Spring Drive is a unique watch technology. It generates energy like every other luxury mechanical watch but combines this with an electronic regulator to deliver a level of precision that no mechanical watch can match.
The development of Spring Drive was possible because Grand Seiko is one of the very few manufacturers with mastery of both electronic and mechanical watchmaking.


Bringing together mechanical
and electronic watchmaking for the best of both worlds.

The two key elements behind the function of any watch are its power source and its time control system.

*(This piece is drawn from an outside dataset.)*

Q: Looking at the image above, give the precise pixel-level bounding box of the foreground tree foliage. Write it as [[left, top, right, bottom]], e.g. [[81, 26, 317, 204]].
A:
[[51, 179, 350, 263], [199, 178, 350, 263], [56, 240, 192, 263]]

Spring Drive is a unique movement that combines the high torque of a mechanical watch with the high precision integrated circuit (IC) control system of an electronic watch.

Power source

Control system

Mechanical watch

High torque 

(motive force driving the watch)

The wound-up mainspring exerts force to turn gears at a set speed as it unwinds, while the speed control and escapement mechanism consisting of the balance, pallet, and escape wheel govern overall precision. While precise. even the most accurate Grand Seiko models cannot compete with the accuracy of a quartz watch, with a daily rate of +8/-1 seconds.

Quartz watch


Lower torque compared to
a mechanical watch

The battery sends electricity to a quartz oscillator, whose precise vibrations are detected by an integrated circuit (IC). The IC then moves the gears forward by exactly one second. The precision control of the IC allows for a high standard of accuracy, with Grand Seiko quartz models achieving a yearly rate of ±10 seconds.


Powered by the mainspring

Spring Drive is powered by a mainspring, just like all other mechanical watches. This traditional way of generating power allows the watch to be entirely autonomous, with no need for a battery or other power source.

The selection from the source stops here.